Mi padre vivía con una pareja, cuentan que discutieron y que él decidió quitarse la vida con su arma reglamentaria ya que era policía.
Sobre su muerte solo se hablaba despacio, murmurando entre dientes. Nosotros, sus hijos, no sabíamos y no podíamos hablar del tema. De alguna manera estaba prohibido pronunciar la palabra suicidio en voz alta o preguntar sobre el tema. Yo era la mayor de sus hijas cuando se suicidó. Tenía tan solo 14 años de edad y me llevó 14 años más tramitar su muerte. En ese lapso pensé que estaba loca por mi recurrencia a la tristeza profunda o mis pensamientos de muerte, hasta creía verlo en otros uniformados que de lejos se le parecían.
En algún momento fui a un psicólogo famoso en mi pueblo porque en aquellos años era el único. Recuerdo que le contaba que no sabía que estudiar porque en casa no había dinero, y que ingresar a la policía era lo más rápido para solucionar lo económico pero tenía miedo de terminar como mi padre, con una bala en la cabeza. Ese profesional no supo escuchar lo que le decía, ni tratar lo que me angustiaba. Me alentaba a ingresar a la policía ya que, según él, yo era una enana que en hombros de esa institución gigante iba a lograr lo que quería. No pudo ayudarme.
Pasaron muchos años para que en otra ciudad encontrara a quien fue mi psicóloga por cuatros años. Acudí a ella por pesadillas y miedos nocturnos. Terminamos hablando de mi padre a quien no había enterrado ni llorado como debía. Por fin pude responder cuando me preguntaban sobre cómo había muerto, ya sin un nudo en la garganta, sin decir con voz robótica "ataque cardiaco”, “paro cardiorrespiratorio" u otra cosa similar. Pude, con mi psicóloga, llorar, hablar todo lo que necesitaba, asumir que se suicidó y que ello no era ni condena ni maldición para que sucediera un nuevo suicidio en la familia.
Antes de conocer a la psicóloga que pudo ayudarme conocí varios profesionales. En mi familia fue motivo de chiste que haya recorrido tantos. Pero esa psicóloga me escuchó, me acompañó en el proceso de duelo, validó mis emociones, mis tristezas, mi enojo y mi desesperanza, como parte del mismo proceso de duelo, sin patologizar mis vivencias. Tuvo paciencia y me enseñó con ello a respetar mis tiempos, que no era un camino rápido y directo, que estaba bien si un día no podía avanzar o regresaba muchos casilleros atrás. Buscamos juntas estrategias en las temporadas que la angustia no me permitía hablar. Para poder trabajarlos en terapia, recurrió a escribir mis sueños, llevando fragmentos de libros o películas. También me ayudó a identificar lo que me salvaba la vida, como mi gusto por la lectura de libros o los amigos que pude hacer.
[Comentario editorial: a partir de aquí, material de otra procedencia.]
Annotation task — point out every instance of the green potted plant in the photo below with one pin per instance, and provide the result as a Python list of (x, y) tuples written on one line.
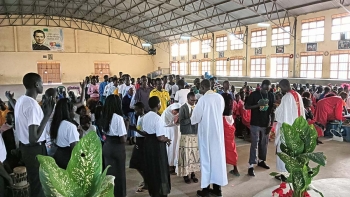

Actualmente me siento bien, a veces sigo extrañando y deseando estar, aunque sea unos minutos, con mi papá. Se terminaron las pesadillas que tenía con él, los pensamientos intrusivos fueron desapareciendo, no se extinguieron pero son más fáciles de identificar. Elegí estudiar psicología. Me queda rendir los exámenes finales de tres materias para recibirme.
En estos momentos no estoy trabajando. Fui mesera, niñera, cuidadora de adultos mayores, vendedora de ropa y ama de casa. No quise ser policía. Sigo temiendo a las armas de fuego.